Wednesday 8 August 2018

Why are we all so convinced the brain produces consciousness?

Most people seem to take it for granted that the brain produces consciousness and they surmise this because when the brain is damaged, the person’s mind is also damaged. Such damage not only can result in the diminishing of one’s mental capacities, it often seemingly changes the actual personality. The obvious conclusion is that the brain produces consciousness, otherwise why should the mind be affected?

Proponents of an afterlife almost invariably ignore this argument.  Instead they counter with the evidence for an afterlife such as NDE’s, mediumship, recollections of alleged previous lives, and so on.  It seems to me that implicitly, therefore, they are conceding to the skeptic that this mind-brain correlations argument is a very powerful one indeed and to be avoided. However, it is my contention that there is no need for the proponent to avoid addressing this argument head-on since, as I shall argue, it appears to be considerably less powerful than it is often thought. 

Let’s consider the following related argument: 

It surely must be obvious to everyone that spectacles (i.e. eyeglasses) actually create vision. Changing the lenses affects the vision in certain characteristic ways. One can make one's vision worse, or better. One can make one be able to see in the distance, but not close up; or conversely, to see close up, but not at a distance. We can invert peoples' vision. We can make people see everything in blue, or red, or green, you name it. Or all blurry. By painting the lenses black we can even eliminate one's vision completely! And all these effects are consistent across different people.

Of course, we know that spectacles don’t create vision. Indeed, we know in principle that spectacles could not create vision all by themselves since there is no appropriate mechanism, or conceivable causal chain, whereby vision could be created. Extra ingredients are required; namely eyes and the part of the brain dealing with vision.

Other examples apart from spectacles can be considered. Thus, consider a prism. The mixture of coloured lights obtained is not wholly produced by the prism all by itself. Something extra is involved, in this case, the white light that enters the prism. Or consider a TV set. The internal components all by themselves do not produce the programmes. Similar to the prism something else is involved, in this case, TV signals. 

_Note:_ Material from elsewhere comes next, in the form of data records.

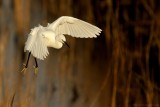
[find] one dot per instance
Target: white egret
(53, 36)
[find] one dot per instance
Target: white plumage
(53, 35)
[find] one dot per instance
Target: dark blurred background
(120, 68)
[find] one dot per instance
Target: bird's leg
(36, 67)
(26, 65)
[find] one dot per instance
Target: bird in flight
(53, 35)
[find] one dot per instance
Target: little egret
(53, 36)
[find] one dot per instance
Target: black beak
(66, 44)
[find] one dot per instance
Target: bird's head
(62, 39)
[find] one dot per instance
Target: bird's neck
(57, 45)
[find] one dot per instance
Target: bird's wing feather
(74, 27)
(36, 44)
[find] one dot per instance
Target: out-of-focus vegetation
(121, 68)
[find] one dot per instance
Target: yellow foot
(35, 70)
(24, 69)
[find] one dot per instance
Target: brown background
(118, 69)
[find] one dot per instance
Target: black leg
(36, 67)
(36, 63)
(28, 60)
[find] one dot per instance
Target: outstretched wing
(36, 44)
(74, 27)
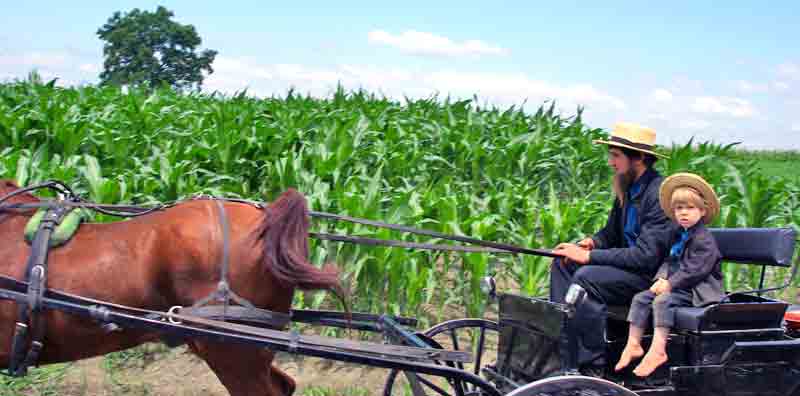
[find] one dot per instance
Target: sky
(723, 72)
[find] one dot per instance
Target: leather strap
(30, 326)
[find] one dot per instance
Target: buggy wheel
(477, 336)
(572, 385)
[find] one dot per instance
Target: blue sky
(723, 72)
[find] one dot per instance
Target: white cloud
(694, 124)
(749, 87)
(734, 107)
(90, 68)
(781, 86)
(661, 95)
(35, 59)
(425, 43)
(789, 69)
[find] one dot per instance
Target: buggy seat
(756, 246)
(739, 311)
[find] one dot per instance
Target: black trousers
(604, 286)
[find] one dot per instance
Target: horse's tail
(284, 235)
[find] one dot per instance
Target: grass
(43, 381)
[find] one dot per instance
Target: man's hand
(572, 252)
(587, 243)
(661, 286)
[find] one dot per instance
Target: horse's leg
(244, 370)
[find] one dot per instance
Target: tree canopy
(149, 47)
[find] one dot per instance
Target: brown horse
(167, 258)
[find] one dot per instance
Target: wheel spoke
(436, 337)
(479, 351)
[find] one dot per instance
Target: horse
(166, 258)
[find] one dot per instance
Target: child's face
(687, 214)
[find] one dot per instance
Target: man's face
(620, 163)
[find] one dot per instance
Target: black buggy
(741, 346)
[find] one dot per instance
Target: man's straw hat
(670, 184)
(634, 137)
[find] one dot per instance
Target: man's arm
(651, 245)
(608, 235)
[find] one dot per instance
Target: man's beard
(622, 182)
(626, 179)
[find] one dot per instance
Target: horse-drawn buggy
(218, 275)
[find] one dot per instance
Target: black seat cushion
(731, 316)
(763, 246)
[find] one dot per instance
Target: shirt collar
(643, 181)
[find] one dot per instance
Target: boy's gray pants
(662, 307)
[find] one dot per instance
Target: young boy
(690, 276)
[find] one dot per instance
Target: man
(621, 259)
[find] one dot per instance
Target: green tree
(149, 47)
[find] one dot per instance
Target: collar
(644, 180)
(693, 229)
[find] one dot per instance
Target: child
(690, 276)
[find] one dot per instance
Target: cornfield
(533, 179)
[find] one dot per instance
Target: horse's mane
(284, 235)
(8, 186)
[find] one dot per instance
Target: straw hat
(634, 137)
(670, 184)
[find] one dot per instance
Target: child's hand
(661, 286)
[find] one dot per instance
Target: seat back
(761, 246)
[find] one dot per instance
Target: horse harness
(30, 325)
(29, 329)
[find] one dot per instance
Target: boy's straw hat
(695, 182)
(634, 137)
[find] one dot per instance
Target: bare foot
(650, 363)
(631, 352)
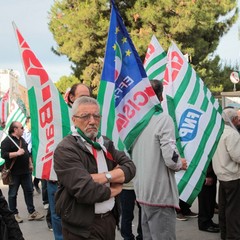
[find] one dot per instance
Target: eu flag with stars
(125, 95)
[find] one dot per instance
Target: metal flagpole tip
(2, 161)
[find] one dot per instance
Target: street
(38, 230)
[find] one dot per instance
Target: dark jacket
(7, 221)
(21, 165)
(78, 192)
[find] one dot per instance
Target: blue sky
(31, 18)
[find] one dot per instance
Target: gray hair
(81, 101)
(229, 114)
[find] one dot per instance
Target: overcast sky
(31, 18)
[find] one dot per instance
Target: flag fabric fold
(155, 60)
(50, 115)
(198, 121)
(126, 97)
(4, 109)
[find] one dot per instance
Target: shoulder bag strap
(14, 159)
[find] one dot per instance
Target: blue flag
(126, 97)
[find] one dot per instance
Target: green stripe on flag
(136, 131)
(201, 180)
(155, 60)
(35, 130)
(157, 72)
(193, 98)
(171, 112)
(64, 116)
(205, 100)
(183, 87)
(198, 154)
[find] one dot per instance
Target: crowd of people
(98, 186)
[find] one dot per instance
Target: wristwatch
(108, 176)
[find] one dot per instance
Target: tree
(65, 82)
(80, 29)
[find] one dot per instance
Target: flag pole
(11, 139)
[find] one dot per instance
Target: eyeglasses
(86, 117)
(19, 127)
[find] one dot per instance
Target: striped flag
(125, 95)
(17, 113)
(155, 60)
(198, 121)
(50, 115)
(4, 102)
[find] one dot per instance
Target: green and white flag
(155, 60)
(198, 121)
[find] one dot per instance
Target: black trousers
(103, 228)
(13, 229)
(206, 205)
(229, 209)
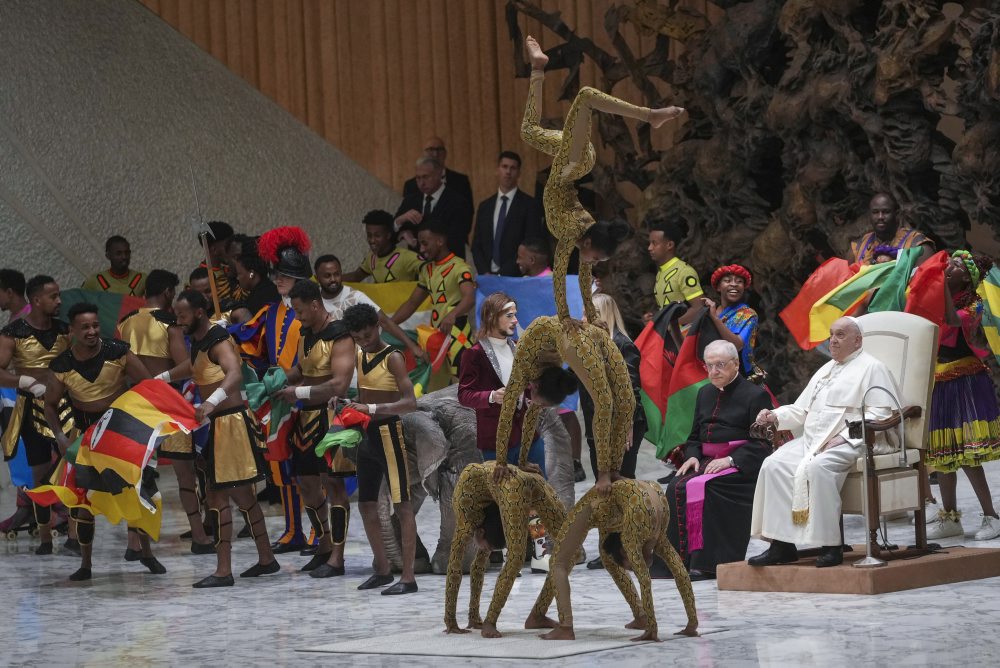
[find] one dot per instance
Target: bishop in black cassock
(711, 503)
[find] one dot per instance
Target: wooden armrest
(886, 424)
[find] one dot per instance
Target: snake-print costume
(516, 495)
(565, 217)
(598, 364)
(638, 510)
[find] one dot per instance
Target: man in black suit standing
(504, 220)
(437, 203)
(458, 182)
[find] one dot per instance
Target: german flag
(115, 461)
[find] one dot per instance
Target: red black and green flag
(111, 307)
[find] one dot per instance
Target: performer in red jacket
(484, 373)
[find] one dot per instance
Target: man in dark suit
(458, 182)
(437, 204)
(503, 221)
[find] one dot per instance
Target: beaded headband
(970, 265)
(730, 269)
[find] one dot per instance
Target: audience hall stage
(124, 616)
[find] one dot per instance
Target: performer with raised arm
(92, 372)
(573, 158)
(234, 451)
(494, 514)
(324, 370)
(597, 362)
(30, 343)
(152, 334)
(384, 393)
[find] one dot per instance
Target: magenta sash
(695, 489)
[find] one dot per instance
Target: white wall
(104, 113)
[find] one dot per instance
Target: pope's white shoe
(990, 528)
(946, 525)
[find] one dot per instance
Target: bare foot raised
(536, 621)
(559, 633)
(658, 117)
(535, 54)
(638, 623)
(689, 630)
(490, 630)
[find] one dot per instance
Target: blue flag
(534, 296)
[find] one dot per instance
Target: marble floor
(124, 616)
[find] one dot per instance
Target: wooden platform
(953, 564)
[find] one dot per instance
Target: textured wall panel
(104, 109)
(377, 77)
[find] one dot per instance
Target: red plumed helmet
(272, 241)
(286, 249)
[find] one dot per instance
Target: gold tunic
(315, 349)
(203, 370)
(96, 378)
(515, 496)
(374, 372)
(146, 332)
(36, 348)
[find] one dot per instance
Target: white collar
(436, 195)
(850, 358)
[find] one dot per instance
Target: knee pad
(319, 517)
(216, 525)
(249, 520)
(43, 514)
(339, 519)
(84, 531)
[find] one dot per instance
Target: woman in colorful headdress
(735, 321)
(964, 415)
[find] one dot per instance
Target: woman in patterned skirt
(964, 416)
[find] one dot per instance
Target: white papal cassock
(798, 490)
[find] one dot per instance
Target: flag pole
(204, 231)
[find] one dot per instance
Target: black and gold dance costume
(234, 453)
(382, 452)
(314, 421)
(93, 379)
(573, 158)
(516, 496)
(97, 378)
(34, 349)
(146, 331)
(638, 510)
(599, 365)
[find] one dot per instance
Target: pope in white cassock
(797, 500)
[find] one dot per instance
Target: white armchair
(907, 344)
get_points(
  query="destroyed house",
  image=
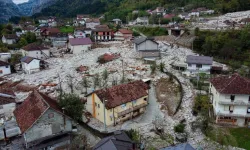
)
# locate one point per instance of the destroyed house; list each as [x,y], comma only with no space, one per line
[121,102]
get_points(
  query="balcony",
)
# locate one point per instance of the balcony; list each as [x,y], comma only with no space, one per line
[236,103]
[233,115]
[122,113]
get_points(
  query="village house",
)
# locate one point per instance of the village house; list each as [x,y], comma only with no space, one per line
[36,50]
[79,33]
[123,34]
[142,21]
[9,38]
[46,33]
[79,45]
[230,96]
[59,39]
[4,68]
[118,141]
[40,119]
[31,65]
[102,33]
[118,103]
[7,103]
[116,21]
[81,20]
[146,47]
[199,64]
[91,23]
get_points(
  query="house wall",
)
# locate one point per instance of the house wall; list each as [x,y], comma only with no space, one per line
[193,68]
[91,25]
[7,109]
[146,54]
[78,49]
[147,45]
[33,66]
[224,108]
[46,126]
[96,108]
[36,53]
[4,70]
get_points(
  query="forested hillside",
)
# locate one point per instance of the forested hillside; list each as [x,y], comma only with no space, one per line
[123,8]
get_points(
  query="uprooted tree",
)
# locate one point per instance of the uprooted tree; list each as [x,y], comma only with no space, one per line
[72,105]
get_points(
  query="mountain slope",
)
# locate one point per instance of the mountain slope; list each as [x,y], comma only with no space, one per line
[7,10]
[69,8]
[35,6]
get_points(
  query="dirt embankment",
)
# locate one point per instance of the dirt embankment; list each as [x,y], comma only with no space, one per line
[168,94]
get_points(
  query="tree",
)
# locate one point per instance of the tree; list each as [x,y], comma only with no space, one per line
[22,42]
[105,77]
[96,81]
[85,83]
[72,105]
[153,68]
[162,67]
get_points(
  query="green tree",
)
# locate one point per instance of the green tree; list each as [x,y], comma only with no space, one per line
[72,105]
[22,42]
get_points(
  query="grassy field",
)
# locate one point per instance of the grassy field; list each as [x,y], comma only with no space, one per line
[242,136]
[67,29]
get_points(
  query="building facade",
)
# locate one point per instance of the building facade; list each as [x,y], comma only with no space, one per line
[230,97]
[117,109]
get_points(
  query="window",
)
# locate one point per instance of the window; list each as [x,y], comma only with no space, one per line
[198,65]
[231,109]
[51,115]
[123,106]
[134,101]
[248,110]
[232,97]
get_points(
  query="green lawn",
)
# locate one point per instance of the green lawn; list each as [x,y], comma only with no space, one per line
[242,136]
[67,29]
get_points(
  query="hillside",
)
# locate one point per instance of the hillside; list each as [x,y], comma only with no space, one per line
[35,6]
[123,8]
[8,9]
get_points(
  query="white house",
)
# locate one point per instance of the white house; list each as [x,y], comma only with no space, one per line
[7,102]
[30,64]
[79,45]
[9,38]
[36,51]
[4,68]
[91,23]
[146,47]
[200,64]
[230,96]
[142,20]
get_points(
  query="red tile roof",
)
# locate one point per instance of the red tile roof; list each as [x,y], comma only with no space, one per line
[33,108]
[124,93]
[80,41]
[34,47]
[234,84]
[125,31]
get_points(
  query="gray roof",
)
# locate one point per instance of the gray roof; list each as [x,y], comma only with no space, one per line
[118,141]
[183,146]
[143,39]
[205,60]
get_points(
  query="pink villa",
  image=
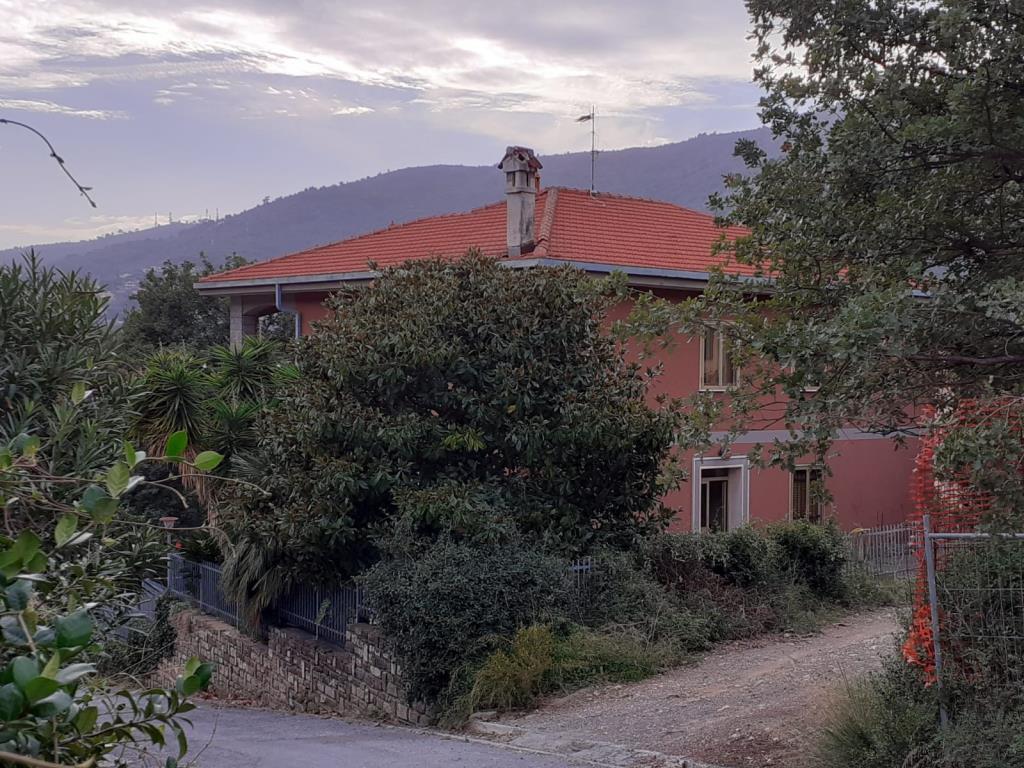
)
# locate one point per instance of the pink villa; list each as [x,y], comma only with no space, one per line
[659,247]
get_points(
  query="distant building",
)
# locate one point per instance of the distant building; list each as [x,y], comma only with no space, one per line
[662,248]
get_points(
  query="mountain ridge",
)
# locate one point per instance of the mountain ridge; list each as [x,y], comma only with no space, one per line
[684,173]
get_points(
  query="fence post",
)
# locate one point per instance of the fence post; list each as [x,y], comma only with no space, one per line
[933,599]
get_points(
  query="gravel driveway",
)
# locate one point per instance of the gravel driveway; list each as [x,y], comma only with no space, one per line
[229,737]
[745,705]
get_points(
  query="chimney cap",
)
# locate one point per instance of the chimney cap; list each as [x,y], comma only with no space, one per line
[519,159]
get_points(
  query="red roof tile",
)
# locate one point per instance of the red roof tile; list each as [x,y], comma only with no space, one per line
[572,225]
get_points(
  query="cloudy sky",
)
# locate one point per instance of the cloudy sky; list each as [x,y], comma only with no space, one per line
[177,107]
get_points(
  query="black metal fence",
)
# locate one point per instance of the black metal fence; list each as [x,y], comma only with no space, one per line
[323,612]
[886,552]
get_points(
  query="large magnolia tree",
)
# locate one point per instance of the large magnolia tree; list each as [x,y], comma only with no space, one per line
[889,229]
[458,399]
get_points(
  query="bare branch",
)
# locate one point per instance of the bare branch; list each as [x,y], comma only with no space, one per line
[53,154]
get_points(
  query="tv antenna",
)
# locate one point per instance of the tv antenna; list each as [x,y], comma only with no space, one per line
[592,119]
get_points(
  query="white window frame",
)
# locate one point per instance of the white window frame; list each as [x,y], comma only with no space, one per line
[700,463]
[822,507]
[721,386]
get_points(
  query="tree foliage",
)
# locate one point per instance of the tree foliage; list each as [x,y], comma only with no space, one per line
[891,226]
[445,399]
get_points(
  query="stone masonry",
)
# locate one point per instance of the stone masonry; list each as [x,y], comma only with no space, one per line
[293,670]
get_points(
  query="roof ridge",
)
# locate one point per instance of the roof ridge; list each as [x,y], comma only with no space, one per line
[547,223]
[352,239]
[617,196]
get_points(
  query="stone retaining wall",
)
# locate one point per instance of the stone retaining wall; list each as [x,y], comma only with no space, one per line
[295,671]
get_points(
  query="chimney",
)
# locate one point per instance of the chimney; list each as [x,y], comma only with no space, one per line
[521,184]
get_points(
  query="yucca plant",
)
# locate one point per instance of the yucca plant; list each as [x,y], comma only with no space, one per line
[232,425]
[247,373]
[179,391]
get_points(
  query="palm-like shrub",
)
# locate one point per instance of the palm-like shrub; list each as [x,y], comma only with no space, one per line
[178,394]
[61,374]
[245,374]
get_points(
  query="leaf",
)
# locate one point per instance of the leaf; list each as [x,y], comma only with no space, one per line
[39,688]
[24,670]
[30,446]
[75,672]
[176,444]
[53,705]
[37,564]
[208,461]
[12,632]
[92,496]
[10,563]
[65,529]
[117,478]
[11,702]
[50,670]
[44,638]
[86,719]
[204,674]
[129,452]
[16,596]
[26,546]
[104,511]
[73,630]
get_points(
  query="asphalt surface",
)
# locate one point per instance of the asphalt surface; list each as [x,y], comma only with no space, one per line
[226,737]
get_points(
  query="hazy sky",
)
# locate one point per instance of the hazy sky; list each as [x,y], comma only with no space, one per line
[182,107]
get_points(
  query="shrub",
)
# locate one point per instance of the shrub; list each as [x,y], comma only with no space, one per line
[449,603]
[622,596]
[512,678]
[538,660]
[815,555]
[880,722]
[146,644]
[744,557]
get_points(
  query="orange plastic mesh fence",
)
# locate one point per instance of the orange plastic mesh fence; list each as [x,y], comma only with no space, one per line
[953,506]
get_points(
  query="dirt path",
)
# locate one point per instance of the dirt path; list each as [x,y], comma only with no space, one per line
[745,705]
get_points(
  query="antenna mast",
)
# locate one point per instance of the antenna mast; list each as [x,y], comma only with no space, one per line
[593,150]
[592,119]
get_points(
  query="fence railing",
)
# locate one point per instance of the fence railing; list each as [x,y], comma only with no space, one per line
[323,612]
[886,551]
[199,583]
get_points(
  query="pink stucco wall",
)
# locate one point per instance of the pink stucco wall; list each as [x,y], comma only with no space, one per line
[869,479]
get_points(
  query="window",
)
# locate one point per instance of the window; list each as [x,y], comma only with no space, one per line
[717,371]
[804,488]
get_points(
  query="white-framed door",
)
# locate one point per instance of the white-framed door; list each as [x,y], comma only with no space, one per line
[721,493]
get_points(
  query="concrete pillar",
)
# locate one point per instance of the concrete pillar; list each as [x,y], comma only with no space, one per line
[241,325]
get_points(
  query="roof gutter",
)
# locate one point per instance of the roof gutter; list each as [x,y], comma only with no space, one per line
[638,275]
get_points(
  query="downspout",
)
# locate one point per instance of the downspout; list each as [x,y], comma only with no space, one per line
[279,302]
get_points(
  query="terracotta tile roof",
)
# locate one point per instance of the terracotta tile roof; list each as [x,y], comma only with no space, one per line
[571,225]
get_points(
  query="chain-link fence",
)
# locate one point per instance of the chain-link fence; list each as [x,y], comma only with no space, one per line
[976,605]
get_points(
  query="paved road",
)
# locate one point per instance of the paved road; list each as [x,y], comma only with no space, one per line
[225,737]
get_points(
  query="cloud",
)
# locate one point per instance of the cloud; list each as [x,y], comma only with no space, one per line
[74,228]
[27,104]
[351,111]
[452,54]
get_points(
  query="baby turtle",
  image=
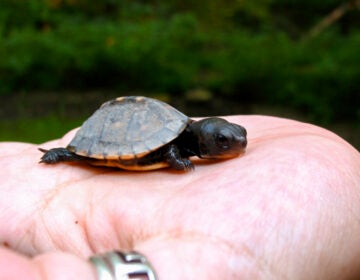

So it cannot be that the mind-brain correlations all by themselves establish that the brain creates consciousness, for how are we in a position to rule out that the relationship of consciousness to the brain is not of a similar nature to the forgoing examples where there is an extra ingredient involved; namely what we would call a self or soul?  In fact, I would go further and maintain that the brain- consciousness relationship is indeed of a similar nature to these examples. That is to say, similarly to the complete implausibility of expecting vision to be created from spectacles all by themselves, likewise it is similarly implausible to expect consciousness to be created from brains and the processes within them all by themselves

Consciousness is supposed to come into being as the end consequence of physical chains of causes and effects.  Such causes and effects are cashed out in the form of processes that we can measure; namely particles with physical properties such as charge, momentum, spin and so on, and their interactions. But at the end of such causal chains we get a sudden abrupt change from these measurable processes to subjective experiences such as, for example, the greenness of grass, the warmth of love, the smell of roses and so on. It seems we have an unbridgeable yawning ontological chasm between the termination of such physical causal chains, and such raw experiences. There is no appropriate mechanism, or conceivable causal chain, whereby such qualitative experiences could be created. The sensible conclusion then is to surely suppose that consciousness was there all along, and the processes within the brain merely affect its manifestation.  Compare to the spectacles example.  Spectacles affect vision, they can even block our vision completely if we paint the lenses black, nevertheless the unaided vision exists all along.  The spectacles do not, and could not, create vision.


An Objection

 

It is often argued that we lack any enduring nature since we change so much over time.  Hence our moods, demeanour, interests, intelligence, change throughout our lives.  Compared to when we were children we now have a much increased intelligence, we have differing interests, we have differing memories, our emotional reactions are very different. Even during the course of one day our moods can change significantly.  And just consider how much people change after a few alcohol drinks.

But all this just means that if we should find ourselves surviving the death of our bodies, then it is the underlying self that survives. What constitutes my self is that sense of me-ness that has endured since I was a child, to when I'm drunk, to what I am now. The fact that our interests, intelligence, demeanour change etc, is ultimately no more significant than, for example, the fact a table acquires scratches as it ages. Or to use the spectacles analogy, it is the unaided vision that is comparable to the self and survives.

None of the foregoing entails that there is an afterlife.  But I do think that the mind-brain correlations argument against an afterlife is significantly less compelling than people think it is.